Lately my rejections have been accompanied by requests to resubmit. Either editors are becoming kinder with their rejection letters, or I'm getting closer. I'm reading Hemingway's short stories recently, having finished Raymond Carver's. It's been a half year since a poem of mine was included in Washington State Poet Laureate Claudia Castro's project, Washington Poetry Map. It's there near Huckleberry Mountain just north of Interstate 90. My record is pretty consistent—one or two publications a year. Nothing spectacular. Not bad for a writer who is a stranger to most, if not all, editors of literary magazines, internet as well as hard copy.
The recent photo reveals the fact I'm letting my hair grow long on the top. On top that is.
Yesterday I finished the 7th rewrite of The Porn Writer, but the doubts are back, a swarm of squids on the sea floor of my imagination. Today I'm reading at the Black Rock on 164th Avenue, Vancouver. Twelve ounces of soy chai for $3.75. At Starbucks it's $4.39. I found a shiny dime on the floor just now. I'm making the mistake of reading Plimpton's book on Truman Capote: in which various friends, enemies, acquaintances and detractors recall his turbulent career. If you read it you'll conclude that you must be alcoholic or bat shit crazy to be creative. It's a picture of how I tried to behave and talk during my drinking years. I thought craziness equated to genius. At least two women in my past told me that the way I used language in those days was a sign of a mentally unbalanced mind. A psychologist who was leading a weekend group encounter session in the Huckleberry Mountains north of Spokane once told me I had a "quicksilver mind". I was quite proud of that, then he asked me if I was there to learn something. When I said, "Yes," he asked me to shut up and listen to what the others had to say. I kid you not, I fell over on my side and went immediately to sleep. That first session he'd put out bottles of wine to loosen us up. I was quickly very loose. The second time I showed up I'd quit drinking.
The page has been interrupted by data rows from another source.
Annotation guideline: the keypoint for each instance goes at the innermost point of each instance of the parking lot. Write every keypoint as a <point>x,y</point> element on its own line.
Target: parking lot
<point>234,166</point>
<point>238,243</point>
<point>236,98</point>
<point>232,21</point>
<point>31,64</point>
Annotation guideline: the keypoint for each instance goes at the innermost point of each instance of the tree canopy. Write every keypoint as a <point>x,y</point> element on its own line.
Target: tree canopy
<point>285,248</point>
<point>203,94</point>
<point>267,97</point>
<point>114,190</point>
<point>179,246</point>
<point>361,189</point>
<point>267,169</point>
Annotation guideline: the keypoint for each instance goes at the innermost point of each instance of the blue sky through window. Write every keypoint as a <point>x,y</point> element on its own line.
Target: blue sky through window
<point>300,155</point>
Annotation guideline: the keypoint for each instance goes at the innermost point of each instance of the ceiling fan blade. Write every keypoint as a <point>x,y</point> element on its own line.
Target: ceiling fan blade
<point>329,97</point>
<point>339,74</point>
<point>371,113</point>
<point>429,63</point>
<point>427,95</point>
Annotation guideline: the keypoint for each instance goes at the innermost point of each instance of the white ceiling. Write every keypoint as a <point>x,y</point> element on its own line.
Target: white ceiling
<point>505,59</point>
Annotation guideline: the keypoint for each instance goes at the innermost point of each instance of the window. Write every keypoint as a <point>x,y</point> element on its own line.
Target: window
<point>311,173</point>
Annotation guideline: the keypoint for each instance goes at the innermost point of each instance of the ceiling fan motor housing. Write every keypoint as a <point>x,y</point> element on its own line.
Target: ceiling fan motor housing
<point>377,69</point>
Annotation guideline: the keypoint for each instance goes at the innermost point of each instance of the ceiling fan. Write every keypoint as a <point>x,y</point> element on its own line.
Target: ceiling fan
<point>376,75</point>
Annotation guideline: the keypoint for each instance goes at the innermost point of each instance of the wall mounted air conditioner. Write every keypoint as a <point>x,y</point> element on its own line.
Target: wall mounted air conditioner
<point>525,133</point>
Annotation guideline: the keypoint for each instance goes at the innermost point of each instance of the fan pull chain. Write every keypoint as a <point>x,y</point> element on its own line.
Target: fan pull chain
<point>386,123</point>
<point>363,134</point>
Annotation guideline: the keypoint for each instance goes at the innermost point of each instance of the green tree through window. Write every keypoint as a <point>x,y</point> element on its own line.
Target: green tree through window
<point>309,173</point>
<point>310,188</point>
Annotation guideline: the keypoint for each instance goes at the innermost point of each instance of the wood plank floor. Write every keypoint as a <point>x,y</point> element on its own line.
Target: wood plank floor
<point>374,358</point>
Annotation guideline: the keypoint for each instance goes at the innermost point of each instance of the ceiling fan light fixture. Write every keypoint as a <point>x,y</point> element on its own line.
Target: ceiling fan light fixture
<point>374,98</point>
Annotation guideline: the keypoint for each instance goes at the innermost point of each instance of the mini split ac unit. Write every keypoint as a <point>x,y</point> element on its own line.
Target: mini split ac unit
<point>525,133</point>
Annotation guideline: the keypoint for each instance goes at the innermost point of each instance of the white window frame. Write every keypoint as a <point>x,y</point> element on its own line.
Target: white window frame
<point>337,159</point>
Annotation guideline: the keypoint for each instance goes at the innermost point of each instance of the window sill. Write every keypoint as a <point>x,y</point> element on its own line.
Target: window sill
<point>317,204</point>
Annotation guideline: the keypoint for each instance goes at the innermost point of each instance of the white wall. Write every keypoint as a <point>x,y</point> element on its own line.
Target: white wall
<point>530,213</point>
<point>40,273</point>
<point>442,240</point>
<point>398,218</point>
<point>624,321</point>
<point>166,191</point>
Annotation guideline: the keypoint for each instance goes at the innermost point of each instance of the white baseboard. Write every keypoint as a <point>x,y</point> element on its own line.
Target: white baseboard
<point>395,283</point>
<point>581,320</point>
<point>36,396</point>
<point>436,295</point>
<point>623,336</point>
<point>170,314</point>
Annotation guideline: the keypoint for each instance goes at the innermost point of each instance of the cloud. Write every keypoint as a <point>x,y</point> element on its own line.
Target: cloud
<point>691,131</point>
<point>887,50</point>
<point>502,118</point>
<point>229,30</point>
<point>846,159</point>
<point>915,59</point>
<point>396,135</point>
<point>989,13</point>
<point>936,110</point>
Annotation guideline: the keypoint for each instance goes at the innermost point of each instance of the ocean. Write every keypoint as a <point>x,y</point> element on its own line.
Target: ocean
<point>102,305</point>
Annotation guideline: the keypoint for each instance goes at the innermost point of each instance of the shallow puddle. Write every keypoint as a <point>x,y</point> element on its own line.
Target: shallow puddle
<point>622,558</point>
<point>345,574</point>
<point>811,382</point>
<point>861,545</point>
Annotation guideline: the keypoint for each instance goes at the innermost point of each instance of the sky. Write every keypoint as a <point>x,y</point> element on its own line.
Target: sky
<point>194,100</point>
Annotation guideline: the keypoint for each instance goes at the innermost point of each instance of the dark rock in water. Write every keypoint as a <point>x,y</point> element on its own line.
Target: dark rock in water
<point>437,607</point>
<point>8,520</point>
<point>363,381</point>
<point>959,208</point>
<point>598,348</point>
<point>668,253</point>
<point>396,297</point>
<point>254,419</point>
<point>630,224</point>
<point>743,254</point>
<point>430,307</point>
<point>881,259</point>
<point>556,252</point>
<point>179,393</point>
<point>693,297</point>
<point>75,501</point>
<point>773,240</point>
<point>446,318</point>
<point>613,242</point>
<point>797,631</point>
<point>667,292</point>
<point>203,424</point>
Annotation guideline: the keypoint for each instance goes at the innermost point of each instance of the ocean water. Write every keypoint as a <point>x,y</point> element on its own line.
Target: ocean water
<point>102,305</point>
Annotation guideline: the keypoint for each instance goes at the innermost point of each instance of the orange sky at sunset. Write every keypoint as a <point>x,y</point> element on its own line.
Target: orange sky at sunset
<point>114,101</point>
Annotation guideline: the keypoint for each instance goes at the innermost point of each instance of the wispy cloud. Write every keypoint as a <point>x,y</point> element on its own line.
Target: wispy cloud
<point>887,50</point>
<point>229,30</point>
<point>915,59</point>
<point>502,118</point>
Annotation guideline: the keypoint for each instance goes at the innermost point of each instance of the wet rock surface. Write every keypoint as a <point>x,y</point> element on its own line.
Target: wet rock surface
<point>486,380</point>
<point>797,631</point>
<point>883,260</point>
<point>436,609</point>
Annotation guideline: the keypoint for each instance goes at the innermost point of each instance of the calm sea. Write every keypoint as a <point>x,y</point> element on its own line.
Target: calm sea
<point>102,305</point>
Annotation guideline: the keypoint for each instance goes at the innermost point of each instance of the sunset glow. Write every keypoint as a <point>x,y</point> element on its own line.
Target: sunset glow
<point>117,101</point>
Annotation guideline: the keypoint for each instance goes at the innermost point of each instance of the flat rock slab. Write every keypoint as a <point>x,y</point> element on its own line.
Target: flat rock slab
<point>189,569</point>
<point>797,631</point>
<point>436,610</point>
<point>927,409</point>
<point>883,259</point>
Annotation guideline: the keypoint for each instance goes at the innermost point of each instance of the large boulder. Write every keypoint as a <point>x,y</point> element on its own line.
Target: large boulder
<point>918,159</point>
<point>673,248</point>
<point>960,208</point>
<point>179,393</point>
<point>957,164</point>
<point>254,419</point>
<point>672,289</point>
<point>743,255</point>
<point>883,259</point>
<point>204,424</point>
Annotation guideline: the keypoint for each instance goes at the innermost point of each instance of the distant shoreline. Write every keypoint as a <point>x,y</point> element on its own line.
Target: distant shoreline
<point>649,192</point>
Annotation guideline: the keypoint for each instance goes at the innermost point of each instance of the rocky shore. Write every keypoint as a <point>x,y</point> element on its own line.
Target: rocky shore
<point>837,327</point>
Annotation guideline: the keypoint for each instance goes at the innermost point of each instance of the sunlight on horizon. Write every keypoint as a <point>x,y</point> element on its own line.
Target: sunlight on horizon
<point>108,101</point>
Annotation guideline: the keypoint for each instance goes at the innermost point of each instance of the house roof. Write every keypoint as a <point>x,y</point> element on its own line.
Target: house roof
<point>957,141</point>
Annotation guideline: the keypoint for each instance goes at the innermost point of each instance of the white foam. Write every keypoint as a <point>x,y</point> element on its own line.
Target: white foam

During a walk down a mountain road, the psychologist told me he hadn't liked me very much that first weekend. He said I was now a very different person. I was, but for all my trying to behave like a creative person [my output is immense], I'm 78 [79 on October 20] and have little financial or public acclaim for my efforts. Sometimes I wish I could grasp even a fraction of the way my mind shot between metaphors and linked them in mad clusters of language when I drank. I can't even come close.